Trotz der besseren Schulabschlüsse entscheiden sich Mädchen noch immer deutlich häufiger für Berufe und Studienfächer, die typisch für ihr Geschlecht sind - bei Jungen sieht es ähnlich aus. Dieser Tendenz wollen der Girls’ und Boys’ Day mit praktischen Vorführungen und Arbeitsgruppen entgegenwirken.
In der Hochschule Bonn-Rhein-Sieg funktioniert das gut: In den Laboren tüfteln die Mädchen ganz vertieft und lauschen Professorin Sabine Lepper. Sie zeigt einen sogenannten intelligenten Werkstoff, der bei verschiedenen Temperaturen unterschiedliche Formen annehmen kann. Die Mädchen sind sichtlich beeindruckt, wie sich ein Stück Nitinol-Draht nach dem Übergießen mit kochendem Wasser zu einer Büroklammer zusammenzieht. „Das Material besteht aus einer Nickel-Titan-Legierung und wird auch bereits seit Jahren für Brillenbügel verwendet“, erklärt Lepper.

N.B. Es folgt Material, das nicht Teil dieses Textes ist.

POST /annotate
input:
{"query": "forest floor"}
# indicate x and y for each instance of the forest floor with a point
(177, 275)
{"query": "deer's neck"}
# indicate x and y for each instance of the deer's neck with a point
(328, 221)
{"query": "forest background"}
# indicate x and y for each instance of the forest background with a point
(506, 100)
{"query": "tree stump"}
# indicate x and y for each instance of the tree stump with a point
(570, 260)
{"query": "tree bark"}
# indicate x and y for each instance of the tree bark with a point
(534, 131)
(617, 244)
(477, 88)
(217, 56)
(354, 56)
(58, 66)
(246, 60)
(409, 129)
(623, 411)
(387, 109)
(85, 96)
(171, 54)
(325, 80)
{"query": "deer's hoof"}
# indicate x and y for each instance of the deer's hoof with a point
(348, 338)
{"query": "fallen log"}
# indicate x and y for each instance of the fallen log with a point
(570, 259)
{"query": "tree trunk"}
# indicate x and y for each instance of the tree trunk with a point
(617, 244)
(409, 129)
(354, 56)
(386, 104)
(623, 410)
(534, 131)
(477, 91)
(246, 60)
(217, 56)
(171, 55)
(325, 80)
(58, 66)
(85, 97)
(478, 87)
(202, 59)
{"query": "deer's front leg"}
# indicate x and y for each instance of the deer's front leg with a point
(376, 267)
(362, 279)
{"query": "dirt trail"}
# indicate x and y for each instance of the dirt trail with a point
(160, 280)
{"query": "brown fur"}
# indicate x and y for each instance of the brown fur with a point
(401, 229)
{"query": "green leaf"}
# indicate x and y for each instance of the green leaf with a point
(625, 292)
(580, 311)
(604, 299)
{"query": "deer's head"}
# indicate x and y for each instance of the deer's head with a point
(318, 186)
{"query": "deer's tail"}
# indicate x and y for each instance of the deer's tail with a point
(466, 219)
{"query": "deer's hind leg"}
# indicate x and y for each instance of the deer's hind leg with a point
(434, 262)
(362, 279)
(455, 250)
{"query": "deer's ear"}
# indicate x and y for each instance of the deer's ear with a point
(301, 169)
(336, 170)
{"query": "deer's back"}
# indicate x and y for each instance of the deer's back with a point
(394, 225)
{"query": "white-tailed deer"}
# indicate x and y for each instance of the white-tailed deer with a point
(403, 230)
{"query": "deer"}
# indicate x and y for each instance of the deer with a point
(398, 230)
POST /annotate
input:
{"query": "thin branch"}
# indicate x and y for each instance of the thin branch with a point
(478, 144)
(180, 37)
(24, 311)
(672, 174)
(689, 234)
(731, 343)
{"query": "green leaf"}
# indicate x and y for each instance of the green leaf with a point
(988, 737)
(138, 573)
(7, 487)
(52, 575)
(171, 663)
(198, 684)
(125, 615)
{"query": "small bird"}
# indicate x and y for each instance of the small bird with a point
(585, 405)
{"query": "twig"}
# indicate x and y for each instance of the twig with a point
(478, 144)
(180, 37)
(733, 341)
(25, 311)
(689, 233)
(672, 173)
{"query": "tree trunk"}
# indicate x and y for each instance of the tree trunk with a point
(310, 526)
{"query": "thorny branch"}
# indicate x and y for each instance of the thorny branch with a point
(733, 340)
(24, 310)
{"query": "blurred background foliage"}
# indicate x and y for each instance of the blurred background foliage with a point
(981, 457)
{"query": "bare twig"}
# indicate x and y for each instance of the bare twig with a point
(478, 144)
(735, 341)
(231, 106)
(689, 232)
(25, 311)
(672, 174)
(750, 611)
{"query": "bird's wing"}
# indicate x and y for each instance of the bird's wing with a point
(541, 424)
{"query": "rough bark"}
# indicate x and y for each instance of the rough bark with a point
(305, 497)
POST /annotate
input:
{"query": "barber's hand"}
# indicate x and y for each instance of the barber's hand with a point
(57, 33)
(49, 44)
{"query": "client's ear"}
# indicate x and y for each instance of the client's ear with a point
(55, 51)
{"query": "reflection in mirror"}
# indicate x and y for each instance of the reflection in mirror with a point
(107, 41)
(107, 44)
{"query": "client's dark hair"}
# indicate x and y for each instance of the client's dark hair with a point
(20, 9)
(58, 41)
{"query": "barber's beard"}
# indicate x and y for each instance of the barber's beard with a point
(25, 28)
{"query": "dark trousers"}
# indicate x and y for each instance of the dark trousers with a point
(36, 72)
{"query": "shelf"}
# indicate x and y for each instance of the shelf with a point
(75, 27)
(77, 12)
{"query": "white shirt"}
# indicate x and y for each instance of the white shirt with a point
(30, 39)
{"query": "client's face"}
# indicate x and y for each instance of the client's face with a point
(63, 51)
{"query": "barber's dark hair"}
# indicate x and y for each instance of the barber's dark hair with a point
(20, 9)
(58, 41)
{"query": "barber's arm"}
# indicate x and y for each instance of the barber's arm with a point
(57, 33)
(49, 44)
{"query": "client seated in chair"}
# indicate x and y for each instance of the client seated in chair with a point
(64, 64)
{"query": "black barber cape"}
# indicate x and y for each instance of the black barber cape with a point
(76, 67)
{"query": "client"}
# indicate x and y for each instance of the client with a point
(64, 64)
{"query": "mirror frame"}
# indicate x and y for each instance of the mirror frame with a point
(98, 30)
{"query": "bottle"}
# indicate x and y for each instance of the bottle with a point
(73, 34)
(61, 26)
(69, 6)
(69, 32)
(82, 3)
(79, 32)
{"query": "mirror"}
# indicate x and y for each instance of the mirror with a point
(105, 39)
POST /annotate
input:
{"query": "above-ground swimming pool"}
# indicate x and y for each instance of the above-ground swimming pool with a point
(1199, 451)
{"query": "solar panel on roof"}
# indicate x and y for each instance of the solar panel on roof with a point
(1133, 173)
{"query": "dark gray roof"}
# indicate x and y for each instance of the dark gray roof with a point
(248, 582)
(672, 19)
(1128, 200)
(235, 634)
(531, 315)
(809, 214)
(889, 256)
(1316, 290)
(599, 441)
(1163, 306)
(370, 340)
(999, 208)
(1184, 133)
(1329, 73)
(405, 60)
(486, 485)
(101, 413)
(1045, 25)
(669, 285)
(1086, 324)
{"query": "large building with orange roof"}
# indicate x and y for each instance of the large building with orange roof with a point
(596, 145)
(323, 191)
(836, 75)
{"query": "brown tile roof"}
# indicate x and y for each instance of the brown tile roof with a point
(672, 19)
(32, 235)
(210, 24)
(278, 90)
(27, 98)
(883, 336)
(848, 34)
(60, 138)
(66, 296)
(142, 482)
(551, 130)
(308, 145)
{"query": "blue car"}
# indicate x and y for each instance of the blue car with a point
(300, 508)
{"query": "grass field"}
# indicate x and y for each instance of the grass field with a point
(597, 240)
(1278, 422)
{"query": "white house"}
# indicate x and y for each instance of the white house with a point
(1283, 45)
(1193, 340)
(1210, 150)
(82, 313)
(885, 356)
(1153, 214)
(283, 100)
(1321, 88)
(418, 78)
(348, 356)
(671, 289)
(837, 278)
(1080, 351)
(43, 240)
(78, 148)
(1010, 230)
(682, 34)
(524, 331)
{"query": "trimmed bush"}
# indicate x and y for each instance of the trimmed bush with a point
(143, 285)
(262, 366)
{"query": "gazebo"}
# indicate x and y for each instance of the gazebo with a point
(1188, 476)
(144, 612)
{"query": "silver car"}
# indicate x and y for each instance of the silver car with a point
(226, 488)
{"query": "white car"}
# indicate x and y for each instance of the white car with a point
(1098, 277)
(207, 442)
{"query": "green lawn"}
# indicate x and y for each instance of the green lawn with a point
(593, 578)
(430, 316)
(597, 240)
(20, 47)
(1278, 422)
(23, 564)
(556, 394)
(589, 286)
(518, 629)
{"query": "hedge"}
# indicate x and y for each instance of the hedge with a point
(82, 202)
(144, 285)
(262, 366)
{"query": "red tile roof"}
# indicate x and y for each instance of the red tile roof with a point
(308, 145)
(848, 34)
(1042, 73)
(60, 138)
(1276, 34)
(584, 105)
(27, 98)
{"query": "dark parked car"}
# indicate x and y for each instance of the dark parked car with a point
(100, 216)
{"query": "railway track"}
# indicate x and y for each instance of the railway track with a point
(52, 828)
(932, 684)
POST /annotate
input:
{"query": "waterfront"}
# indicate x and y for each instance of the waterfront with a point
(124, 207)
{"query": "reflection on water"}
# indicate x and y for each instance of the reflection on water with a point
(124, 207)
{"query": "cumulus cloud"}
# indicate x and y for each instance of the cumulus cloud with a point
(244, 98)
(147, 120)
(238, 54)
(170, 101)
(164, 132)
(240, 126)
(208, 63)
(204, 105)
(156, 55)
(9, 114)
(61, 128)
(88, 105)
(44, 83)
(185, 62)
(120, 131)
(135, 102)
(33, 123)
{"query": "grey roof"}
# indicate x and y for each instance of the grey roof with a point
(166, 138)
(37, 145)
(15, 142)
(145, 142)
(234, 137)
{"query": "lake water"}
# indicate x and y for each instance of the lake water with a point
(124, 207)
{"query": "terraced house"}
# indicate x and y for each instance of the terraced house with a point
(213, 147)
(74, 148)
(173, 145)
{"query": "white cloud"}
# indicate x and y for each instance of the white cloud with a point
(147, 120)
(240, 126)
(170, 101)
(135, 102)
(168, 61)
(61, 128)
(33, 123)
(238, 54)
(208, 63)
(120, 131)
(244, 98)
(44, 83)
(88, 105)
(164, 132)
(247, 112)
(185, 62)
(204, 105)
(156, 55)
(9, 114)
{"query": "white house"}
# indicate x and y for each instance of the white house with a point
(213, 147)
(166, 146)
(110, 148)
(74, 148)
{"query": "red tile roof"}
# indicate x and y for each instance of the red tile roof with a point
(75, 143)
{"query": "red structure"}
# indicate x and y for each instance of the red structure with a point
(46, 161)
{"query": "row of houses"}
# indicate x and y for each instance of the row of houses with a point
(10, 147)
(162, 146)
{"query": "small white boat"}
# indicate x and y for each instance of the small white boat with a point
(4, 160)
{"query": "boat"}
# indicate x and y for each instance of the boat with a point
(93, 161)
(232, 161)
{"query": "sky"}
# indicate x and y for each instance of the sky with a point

In vielen weiteren Projekten werden interessierten Schülerinnen und Schülern aller Schulformen Berufe und Studienfächer näher gebracht, die eigentlich eine Domäne des jeweils anderen Geschlechtes sind. Dazu zählen an der Hochschule vor allem Ingenieursstudiengänge wie Maschinenbau, Elektrotechnik, aber auch Informatik, die eine sehr geringe Frauenquote aufweisen.
Lisa (16) aus Bonn zieht ein positives Resümee: „Ich habe mir das immer langweiliger vorgestellt, aber jetzt könnte ich mir schon vorstellen nach dem Abitur etwas Technisches zu studieren.“
Auch die 60 Jungen des „Boys’ Day“ wurden in für sie untypische Berufe eingeführt, zum Beispiel in die Arbeit eines Bibliothekars. Unter dem Motto „Detektiv im Informationsdschungel“ stellten die Jungs eine Ausstellung zu den Themen Astronomie und Fahrräder zusammen und präsentierten diese dann fachgerecht den Betreuern.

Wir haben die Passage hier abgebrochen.